I'm also a big believer in not changing your body to try and suit a specific event. Coming from rugby I didn’t want to become a stick-thin runner, because if you specialise too much you can lose the functionality and strength. I say “let a mule be a mule”, don’t give it a perm and send it off to Crufts. Stick to your strengths and don’t try and force yourself to be something you’re not.
What keeps me going is thinking of the people who have helped me get to this point. In these races, you very rarely do it on your own and these people have also made sacrifices to help me get there.
I remember distinctively in the Dragon’s Back Race, a 320km across the Welsh mountains, one of the hardest races in the world, on the fourth day, I was running but behind my sunglasses, I was crying. I thought I was not going to finish this thing. I was knackered, I had shin splints and one leg had stopped working. I basically couldn't run yet I still had 150km of mountain left to go to finish the race. However, what kept me stumbling on was the thought of my wife, my friends, my family, everyone who had helped me get to the start line. It’s an added weight upon your shoulders. If you stop you’re not just letting yourself down, you’re letting down all those people too.
I love fierce competitors like the Welsh rugby player Liam Williams, the triathlete, Alistair Brownlee and the cyclist Mark Cavendish, but it’s actually my mum I admire the most, she’s a nut job! She used to play hockey and she’s the nicest person in the world off the pitch, almost quite shy, but when she used to step on the pitch she would turn into an animal. She’s ferocious! I think that’s where my appreciation comes from for the fierce competitor. Not everyone gives everything, but those people who do, I really look up to.

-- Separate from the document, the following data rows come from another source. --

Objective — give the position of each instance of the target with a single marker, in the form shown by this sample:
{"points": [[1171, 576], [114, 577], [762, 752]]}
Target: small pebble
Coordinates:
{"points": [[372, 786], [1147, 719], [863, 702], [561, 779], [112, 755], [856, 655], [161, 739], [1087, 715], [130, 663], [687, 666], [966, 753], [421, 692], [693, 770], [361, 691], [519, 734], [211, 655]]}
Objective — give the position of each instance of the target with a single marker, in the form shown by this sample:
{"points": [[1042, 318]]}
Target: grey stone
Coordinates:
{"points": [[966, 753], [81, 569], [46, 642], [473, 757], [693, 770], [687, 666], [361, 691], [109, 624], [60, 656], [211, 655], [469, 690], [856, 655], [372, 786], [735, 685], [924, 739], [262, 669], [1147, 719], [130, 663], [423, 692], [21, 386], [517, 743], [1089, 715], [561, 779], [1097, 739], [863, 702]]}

At the moment I’m quite content, but in the future, I really fancy the Frog Graham, where you run over 18 of the mountains and swim across four of the lakes in the Lake District. The great thing about mountain running is that it chucks you deep within the landscape and you really get to know a place. If you want to talk about motivation, there’s no better motivation than raising your head and seeing the beauty and spectacle of the mountains.
When I was competing in triathlon, I used to love the quote “Winners never quit and quitters never win.”
It doesn't say that you’re a loser if you don’t win, it just says you shouldn’t quit. If you quit you’ll never know how far you could go.
Welshman, Terry Rosoman, ran 50-miles carrying a weighted load that increased by 1lb for every £50 raised during the challenge for Mind, the mental health charity.